Fitzduane had snatched the binoculars. The sky diver's head lolled forward. He looked lifeless, like some full-sized puppet. There was a device on his chest with wires connecting it to the toggles.

And then the import of what they had seen hit them and, grabbing Shanley and shouting at the others, they dived for cover.

The sky diver floated in for what looked like a perfect landing.

The crowd made way as he glided in, then surged forward as he touched down.

It was at that moment that the flechette-packed bomb strapped to the radio-controlled corpse of the sky diver exploded, sending several thousands of miniature metal darts in every direction. The man's body was blasted into a fragmented pink cloud of blood and fragments of flesh and bone.

The flash of the explosion was followed by the noise of the blast. Confined and magnified within the confines of the pool area, it seemed to last for an eternity. The ground shook under them.

As the initial shock faded, there were further sounds of glass and other debris crashing to the ground in a rain of destruction.

Fitzduane was disoriented for several seconds. Then realization returned. He raised his head from behind the low wall that had saved their lives. Bodies lay strewn everywhere, and farther away from the main blast survivors were standing or slumped, dazed with shock. Many were bleeding from injuries, some superficial, some serious.

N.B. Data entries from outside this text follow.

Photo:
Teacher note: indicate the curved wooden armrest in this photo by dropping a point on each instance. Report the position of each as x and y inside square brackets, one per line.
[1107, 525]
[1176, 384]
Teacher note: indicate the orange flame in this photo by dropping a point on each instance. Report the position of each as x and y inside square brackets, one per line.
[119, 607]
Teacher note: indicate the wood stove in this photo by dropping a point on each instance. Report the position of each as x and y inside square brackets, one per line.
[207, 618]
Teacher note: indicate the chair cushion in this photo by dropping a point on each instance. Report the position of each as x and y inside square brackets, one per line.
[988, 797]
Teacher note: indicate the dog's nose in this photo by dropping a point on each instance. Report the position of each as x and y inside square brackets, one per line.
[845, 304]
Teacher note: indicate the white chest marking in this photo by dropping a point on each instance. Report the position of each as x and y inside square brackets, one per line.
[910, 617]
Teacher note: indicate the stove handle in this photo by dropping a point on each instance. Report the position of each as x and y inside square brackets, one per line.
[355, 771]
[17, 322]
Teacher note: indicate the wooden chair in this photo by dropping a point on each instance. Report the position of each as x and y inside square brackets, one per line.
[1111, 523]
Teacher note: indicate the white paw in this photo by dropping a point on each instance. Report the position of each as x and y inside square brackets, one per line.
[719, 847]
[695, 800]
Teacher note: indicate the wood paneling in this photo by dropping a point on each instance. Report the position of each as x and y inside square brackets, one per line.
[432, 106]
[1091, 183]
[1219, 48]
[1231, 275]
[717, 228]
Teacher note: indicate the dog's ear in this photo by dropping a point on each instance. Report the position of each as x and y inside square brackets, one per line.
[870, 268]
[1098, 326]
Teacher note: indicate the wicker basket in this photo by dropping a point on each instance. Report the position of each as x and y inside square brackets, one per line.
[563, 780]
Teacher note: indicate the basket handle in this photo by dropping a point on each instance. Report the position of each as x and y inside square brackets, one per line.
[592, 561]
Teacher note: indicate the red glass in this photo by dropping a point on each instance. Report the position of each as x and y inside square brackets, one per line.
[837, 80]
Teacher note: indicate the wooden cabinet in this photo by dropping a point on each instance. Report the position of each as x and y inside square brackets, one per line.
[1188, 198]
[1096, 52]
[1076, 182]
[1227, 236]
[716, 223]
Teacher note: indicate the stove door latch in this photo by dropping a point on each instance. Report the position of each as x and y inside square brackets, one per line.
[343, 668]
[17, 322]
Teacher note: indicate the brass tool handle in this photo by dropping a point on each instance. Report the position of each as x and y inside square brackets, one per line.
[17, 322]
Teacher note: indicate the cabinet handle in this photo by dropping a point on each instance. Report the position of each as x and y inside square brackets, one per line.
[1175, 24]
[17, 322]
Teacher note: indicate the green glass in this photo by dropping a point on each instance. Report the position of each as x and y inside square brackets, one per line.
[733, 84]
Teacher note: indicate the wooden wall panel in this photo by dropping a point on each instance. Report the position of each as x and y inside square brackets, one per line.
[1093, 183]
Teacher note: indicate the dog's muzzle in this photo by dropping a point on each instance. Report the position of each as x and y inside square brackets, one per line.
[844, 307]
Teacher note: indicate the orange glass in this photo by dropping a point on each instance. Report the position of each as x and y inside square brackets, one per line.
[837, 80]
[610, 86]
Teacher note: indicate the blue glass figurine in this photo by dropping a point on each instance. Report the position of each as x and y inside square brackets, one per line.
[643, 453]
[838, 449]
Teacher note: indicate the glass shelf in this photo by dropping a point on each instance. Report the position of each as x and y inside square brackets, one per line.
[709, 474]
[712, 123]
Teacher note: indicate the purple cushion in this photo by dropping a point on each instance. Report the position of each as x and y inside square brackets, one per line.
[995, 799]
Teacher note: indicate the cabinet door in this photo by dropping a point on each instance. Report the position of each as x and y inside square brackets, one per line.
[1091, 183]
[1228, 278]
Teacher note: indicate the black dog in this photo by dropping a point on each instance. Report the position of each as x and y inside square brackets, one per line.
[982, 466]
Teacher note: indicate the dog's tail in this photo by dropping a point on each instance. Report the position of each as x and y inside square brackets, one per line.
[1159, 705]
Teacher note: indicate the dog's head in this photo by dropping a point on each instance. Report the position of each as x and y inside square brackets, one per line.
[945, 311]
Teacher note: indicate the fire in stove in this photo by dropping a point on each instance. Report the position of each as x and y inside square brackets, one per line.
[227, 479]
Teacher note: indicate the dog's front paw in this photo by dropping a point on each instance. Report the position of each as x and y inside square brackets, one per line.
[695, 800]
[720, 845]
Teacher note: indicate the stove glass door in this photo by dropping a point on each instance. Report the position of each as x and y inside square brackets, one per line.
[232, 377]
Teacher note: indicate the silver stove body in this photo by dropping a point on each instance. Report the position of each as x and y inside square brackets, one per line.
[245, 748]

Others had been blasted into the pool, and some survivors went forward to aid them.

Fitzduane was just moving out of cover to help also when he saw the helicopter pulling away from the roof of the block where Texas had been and masked black-clad figures appearing at the parapet. For a moment he thought it might be the local SWAT team coming to help, and then he heard the chatter of automatic weapons and saw the helpers at the poolside cut down one after the other as if an invisible saw had sliced through them.

The water in the pool frothed as machine-gun fire from both the helicopter and the terrorists who lined the roof was poured down into the pool area. What had been the location for a poolside party was now a killing ground.